Structural Integrity 
The current system has 4 distinct types of community.

  1. The City. We currently have 3 cities and they are regulated slightly differently then other communities as they have unique legislation. 
  2. The Municipality. There are approximately 276 municipalities in NL. They are governed by the Municipalities Act, among some others, and are monitored by the Province to ensure they are operating within the rules. 
  3. Local Service Districts. Last time I was involved in the sector there were somewhere areound 180 LSD's in NL. They are generally run by a committee and can provide basic services like garbage collection for a fee from residents. They cannot charge a tax but can charge fees. I believe there are a couple that also own and operate water systems. 
  4. Unincorperated Communities. Hard to say just how many since there's no real definition as to what consitutes a "community." They also usually have fee for service arrangements for garbage collection at least. 

For the purposes of this discussion it makes sense to group these into 2 main groups which I will call municipalities that will include all towns and cities, and unincorporated communities that will include LSD's and completely unincorporated communities. Note also that there was a 5th kind of structure referred to as a regional municipality made up of a mix of these options, but the only one in NL was dissolved to create the municipality of Fogo Island not too long ago.

So why does it matter? Who cares if there are different types of representation or community structure? It matters because it sets up a significant imbalance in the system that is usually tips the scales against municipalities. To illustrate the point we'll look at two items; property tax and snow clearing.
First we'll look at property tax and how the imbalance across the community types causes an unfair advantage for unincorporated areas and a loss in potential revenue to be used for community development. Around NL it is common to have municipalities and unincorporated communities side by side. When businesses and individuals look to build new buildings they often look outside the municipality so they can avoid business and property tax. This causes a loss of potential revenue for municipalities and even provides a slight business advantage to those who operate in unincorporated areas. In addition these businesses and people will often use services in nearby municipalities such as banking, retail and government services that use resources of that municipality. Therefore people are appreciating the benefits of being near a municipality but are not contributing to the operation of that system.

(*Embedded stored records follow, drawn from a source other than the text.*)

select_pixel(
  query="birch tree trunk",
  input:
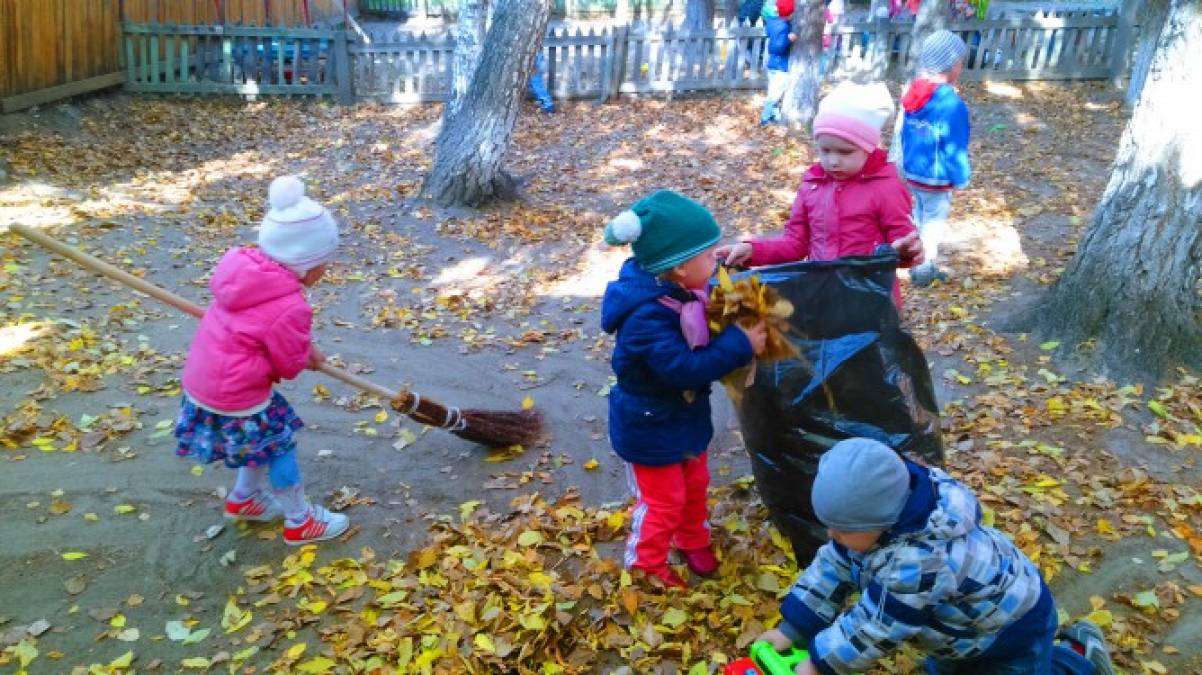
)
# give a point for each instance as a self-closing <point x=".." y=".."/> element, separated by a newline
<point x="469" y="41"/>
<point x="1152" y="17"/>
<point x="1134" y="286"/>
<point x="471" y="144"/>
<point x="801" y="102"/>
<point x="698" y="15"/>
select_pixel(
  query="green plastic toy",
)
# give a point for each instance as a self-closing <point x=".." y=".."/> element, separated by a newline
<point x="773" y="662"/>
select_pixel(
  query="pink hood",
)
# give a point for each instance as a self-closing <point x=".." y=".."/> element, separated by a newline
<point x="255" y="333"/>
<point x="833" y="219"/>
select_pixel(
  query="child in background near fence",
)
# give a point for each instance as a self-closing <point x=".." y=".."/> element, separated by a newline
<point x="665" y="362"/>
<point x="780" y="41"/>
<point x="930" y="144"/>
<point x="539" y="84"/>
<point x="256" y="333"/>
<point x="909" y="539"/>
<point x="851" y="201"/>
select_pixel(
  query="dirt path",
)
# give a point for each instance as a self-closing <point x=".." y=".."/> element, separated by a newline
<point x="485" y="310"/>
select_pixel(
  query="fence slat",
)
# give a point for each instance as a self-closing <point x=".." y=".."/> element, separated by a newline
<point x="588" y="63"/>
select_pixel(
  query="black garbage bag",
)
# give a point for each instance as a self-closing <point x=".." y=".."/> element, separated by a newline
<point x="858" y="374"/>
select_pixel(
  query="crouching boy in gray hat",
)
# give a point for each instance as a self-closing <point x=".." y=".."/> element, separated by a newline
<point x="910" y="541"/>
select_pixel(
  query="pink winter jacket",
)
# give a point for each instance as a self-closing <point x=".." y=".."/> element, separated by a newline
<point x="833" y="219"/>
<point x="255" y="333"/>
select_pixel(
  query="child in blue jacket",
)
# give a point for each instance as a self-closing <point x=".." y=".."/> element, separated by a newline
<point x="933" y="138"/>
<point x="910" y="541"/>
<point x="780" y="41"/>
<point x="665" y="360"/>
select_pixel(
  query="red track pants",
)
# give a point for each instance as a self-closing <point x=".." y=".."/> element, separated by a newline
<point x="670" y="509"/>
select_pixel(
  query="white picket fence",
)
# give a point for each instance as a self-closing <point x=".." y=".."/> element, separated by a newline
<point x="600" y="63"/>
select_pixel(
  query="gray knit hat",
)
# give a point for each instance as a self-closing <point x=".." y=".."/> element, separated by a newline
<point x="940" y="52"/>
<point x="862" y="485"/>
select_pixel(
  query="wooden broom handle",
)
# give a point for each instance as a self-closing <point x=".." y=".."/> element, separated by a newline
<point x="179" y="303"/>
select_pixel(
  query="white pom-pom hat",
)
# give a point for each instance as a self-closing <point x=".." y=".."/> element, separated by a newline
<point x="855" y="113"/>
<point x="296" y="232"/>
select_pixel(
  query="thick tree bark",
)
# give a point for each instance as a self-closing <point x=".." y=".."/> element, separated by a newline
<point x="933" y="15"/>
<point x="1134" y="286"/>
<point x="469" y="40"/>
<point x="801" y="101"/>
<point x="471" y="144"/>
<point x="1152" y="19"/>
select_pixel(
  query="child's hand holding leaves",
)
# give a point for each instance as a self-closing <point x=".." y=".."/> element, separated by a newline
<point x="909" y="248"/>
<point x="735" y="254"/>
<point x="757" y="335"/>
<point x="315" y="358"/>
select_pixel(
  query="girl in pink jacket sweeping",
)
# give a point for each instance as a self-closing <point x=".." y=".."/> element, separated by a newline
<point x="851" y="201"/>
<point x="257" y="332"/>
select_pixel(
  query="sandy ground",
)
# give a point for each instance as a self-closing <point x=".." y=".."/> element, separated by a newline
<point x="147" y="563"/>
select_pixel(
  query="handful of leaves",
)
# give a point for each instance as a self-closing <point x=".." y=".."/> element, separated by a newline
<point x="748" y="302"/>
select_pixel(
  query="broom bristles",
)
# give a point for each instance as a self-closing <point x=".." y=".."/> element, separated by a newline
<point x="495" y="429"/>
<point x="501" y="429"/>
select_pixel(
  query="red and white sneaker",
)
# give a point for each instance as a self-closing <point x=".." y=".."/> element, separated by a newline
<point x="320" y="525"/>
<point x="664" y="577"/>
<point x="260" y="507"/>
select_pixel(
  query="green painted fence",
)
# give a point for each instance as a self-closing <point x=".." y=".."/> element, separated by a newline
<point x="247" y="60"/>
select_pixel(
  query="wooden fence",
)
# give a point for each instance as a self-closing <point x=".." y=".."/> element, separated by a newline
<point x="601" y="63"/>
<point x="51" y="49"/>
<point x="292" y="13"/>
<point x="55" y="48"/>
<point x="248" y="60"/>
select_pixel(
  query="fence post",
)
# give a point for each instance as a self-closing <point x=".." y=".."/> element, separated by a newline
<point x="343" y="69"/>
<point x="1120" y="54"/>
<point x="881" y="46"/>
<point x="607" y="66"/>
<point x="622" y="52"/>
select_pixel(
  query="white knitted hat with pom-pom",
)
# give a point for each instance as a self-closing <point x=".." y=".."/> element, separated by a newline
<point x="296" y="232"/>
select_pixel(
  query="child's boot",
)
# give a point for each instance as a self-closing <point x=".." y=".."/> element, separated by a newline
<point x="319" y="525"/>
<point x="666" y="575"/>
<point x="769" y="113"/>
<point x="701" y="561"/>
<point x="259" y="507"/>
<point x="1088" y="637"/>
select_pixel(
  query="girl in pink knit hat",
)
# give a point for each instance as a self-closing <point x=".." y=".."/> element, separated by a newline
<point x="851" y="201"/>
<point x="257" y="332"/>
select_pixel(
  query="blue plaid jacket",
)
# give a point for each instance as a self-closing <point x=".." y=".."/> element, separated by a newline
<point x="938" y="578"/>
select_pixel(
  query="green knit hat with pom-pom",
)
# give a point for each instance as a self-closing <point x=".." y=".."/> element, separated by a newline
<point x="664" y="230"/>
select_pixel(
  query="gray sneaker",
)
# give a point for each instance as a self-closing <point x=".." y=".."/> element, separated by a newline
<point x="1089" y="637"/>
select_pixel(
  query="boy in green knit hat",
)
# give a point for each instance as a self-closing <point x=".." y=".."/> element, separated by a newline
<point x="665" y="362"/>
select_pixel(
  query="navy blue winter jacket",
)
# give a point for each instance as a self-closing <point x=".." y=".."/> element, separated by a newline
<point x="659" y="411"/>
<point x="777" y="29"/>
<point x="934" y="136"/>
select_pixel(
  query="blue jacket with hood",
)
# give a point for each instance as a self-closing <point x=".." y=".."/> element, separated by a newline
<point x="934" y="136"/>
<point x="938" y="577"/>
<point x="659" y="411"/>
<point x="777" y="30"/>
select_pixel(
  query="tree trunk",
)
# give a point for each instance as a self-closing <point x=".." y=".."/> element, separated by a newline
<point x="1132" y="288"/>
<point x="471" y="144"/>
<point x="469" y="41"/>
<point x="698" y="15"/>
<point x="731" y="12"/>
<point x="932" y="16"/>
<point x="1152" y="19"/>
<point x="801" y="101"/>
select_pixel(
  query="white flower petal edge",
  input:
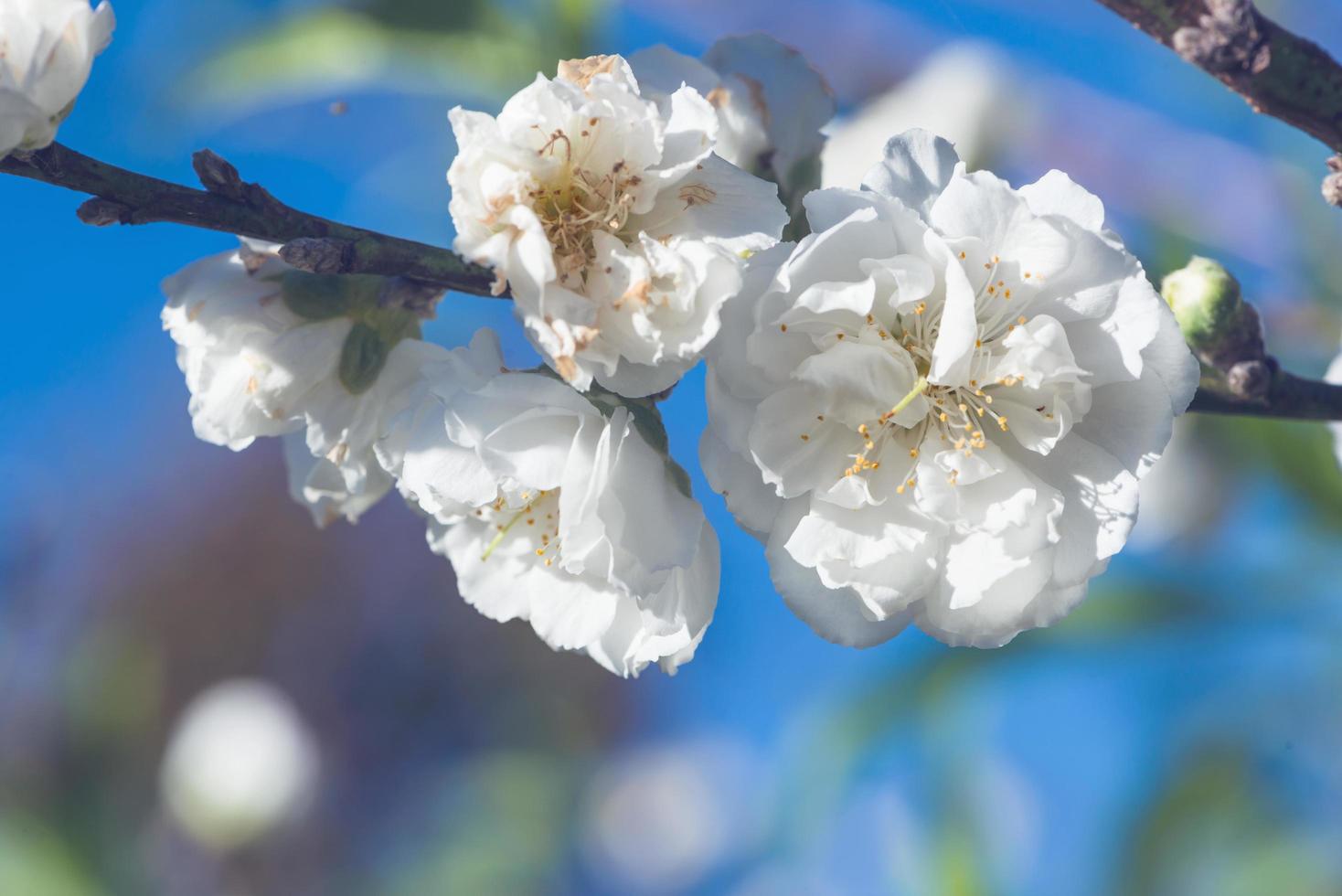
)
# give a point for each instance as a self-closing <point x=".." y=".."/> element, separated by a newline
<point x="553" y="513"/>
<point x="946" y="396"/>
<point x="46" y="54"/>
<point x="610" y="219"/>
<point x="255" y="368"/>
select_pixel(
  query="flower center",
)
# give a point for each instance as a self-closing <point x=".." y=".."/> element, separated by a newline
<point x="580" y="200"/>
<point x="530" y="516"/>
<point x="957" y="415"/>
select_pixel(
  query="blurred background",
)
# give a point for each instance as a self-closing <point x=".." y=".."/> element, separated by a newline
<point x="200" y="694"/>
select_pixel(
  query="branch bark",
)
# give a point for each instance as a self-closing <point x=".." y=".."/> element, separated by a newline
<point x="1279" y="72"/>
<point x="1289" y="397"/>
<point x="229" y="206"/>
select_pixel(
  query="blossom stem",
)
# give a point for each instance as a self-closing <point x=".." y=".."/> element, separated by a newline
<point x="1278" y="72"/>
<point x="502" y="533"/>
<point x="912" y="393"/>
<point x="1289" y="397"/>
<point x="229" y="206"/>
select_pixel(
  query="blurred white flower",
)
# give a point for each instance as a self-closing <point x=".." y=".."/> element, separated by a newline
<point x="969" y="92"/>
<point x="46" y="54"/>
<point x="662" y="818"/>
<point x="555" y="513"/>
<point x="611" y="220"/>
<point x="240" y="763"/>
<point x="952" y="389"/>
<point x="772" y="105"/>
<point x="269" y="350"/>
<point x="1181" y="494"/>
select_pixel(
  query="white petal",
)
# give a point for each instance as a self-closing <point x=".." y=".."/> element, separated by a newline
<point x="917" y="168"/>
<point x="719" y="203"/>
<point x="835" y="614"/>
<point x="1057" y="193"/>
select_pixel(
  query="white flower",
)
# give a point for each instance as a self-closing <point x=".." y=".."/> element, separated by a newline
<point x="771" y="103"/>
<point x="610" y="219"/>
<point x="948" y="392"/>
<point x="240" y="763"/>
<point x="269" y="350"/>
<point x="46" y="54"/>
<point x="555" y="513"/>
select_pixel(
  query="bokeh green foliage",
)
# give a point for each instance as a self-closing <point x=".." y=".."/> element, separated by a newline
<point x="463" y="48"/>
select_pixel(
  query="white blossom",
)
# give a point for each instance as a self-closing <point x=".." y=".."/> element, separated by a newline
<point x="240" y="763"/>
<point x="267" y="350"/>
<point x="771" y="103"/>
<point x="946" y="396"/>
<point x="46" y="54"/>
<point x="610" y="219"/>
<point x="992" y="103"/>
<point x="555" y="513"/>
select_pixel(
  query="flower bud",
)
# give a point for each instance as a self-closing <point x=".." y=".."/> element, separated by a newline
<point x="1212" y="315"/>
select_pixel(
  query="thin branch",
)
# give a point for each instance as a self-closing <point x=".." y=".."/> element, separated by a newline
<point x="1278" y="72"/>
<point x="1289" y="397"/>
<point x="229" y="206"/>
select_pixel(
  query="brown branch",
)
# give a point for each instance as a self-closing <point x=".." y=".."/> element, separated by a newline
<point x="1289" y="397"/>
<point x="1278" y="72"/>
<point x="229" y="206"/>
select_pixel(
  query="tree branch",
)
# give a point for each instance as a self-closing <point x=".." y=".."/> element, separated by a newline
<point x="1278" y="72"/>
<point x="229" y="206"/>
<point x="1290" y="397"/>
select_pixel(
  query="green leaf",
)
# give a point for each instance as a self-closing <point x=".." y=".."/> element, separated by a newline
<point x="317" y="296"/>
<point x="361" y="358"/>
<point x="463" y="48"/>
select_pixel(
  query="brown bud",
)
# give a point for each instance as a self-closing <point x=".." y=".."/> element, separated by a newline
<point x="1250" y="379"/>
<point x="318" y="254"/>
<point x="101" y="212"/>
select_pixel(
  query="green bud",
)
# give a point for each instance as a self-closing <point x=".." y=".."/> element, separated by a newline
<point x="361" y="358"/>
<point x="1207" y="304"/>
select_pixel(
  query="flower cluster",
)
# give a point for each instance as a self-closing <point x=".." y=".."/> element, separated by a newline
<point x="608" y="216"/>
<point x="937" y="407"/>
<point x="46" y="54"/>
<point x="550" y="507"/>
<point x="771" y="105"/>
<point x="934" y="408"/>
<point x="557" y="511"/>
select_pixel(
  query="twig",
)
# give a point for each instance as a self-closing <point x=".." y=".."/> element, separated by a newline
<point x="231" y="206"/>
<point x="1278" y="72"/>
<point x="1290" y="397"/>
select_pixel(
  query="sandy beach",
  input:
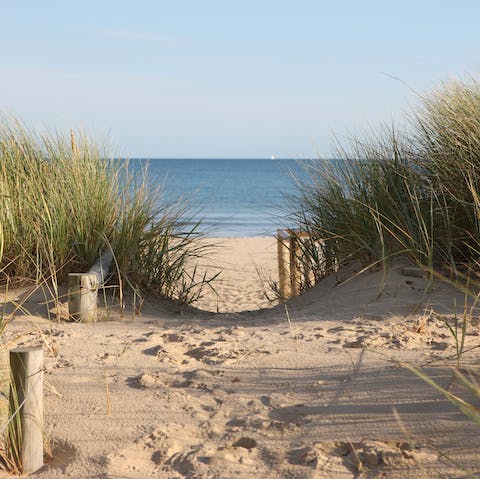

On the side of expenses we need to look no further then the roads that we drive on everyday. During the winter months all municipalities have to budget thousands of dollars just to keep the roads passable. Snow clearing forms a large percentage of the expenses for many small towns who don't provide many other services. What's the big deal? Well, neighbouring unincorporated communities need not worry because the Provincial Government takes care of it at no cost. How? By using Dept. of Transportation equipment or by throwing a little cash at a neighboring municipality to use their equipment to do the job. That sounds fair right?

What does it all mean? On a small scale it leaves municipalities and those who pay municipal taxes feeling that they are paying a little more then their fair share as they pay municipal taxes in addition to the provincial and federal taxes just like all others. On a larger scale it highlights the disparity and disfunctionality within our municipal sector. It certainly isn't necessary or practical for all areas of the Province to have the same service levels but shouldn't we be working toward a basic standard that can apply to all? At least we should have a system that applies the same cost for the same service to all on an equal basis?

Our municipal structure needs an overhaul. It's needed one for decades but as usual it requires significant political will that has so far been missing from the equation. And until we have all parts of the equation on the table we have very little hope of reaching equality.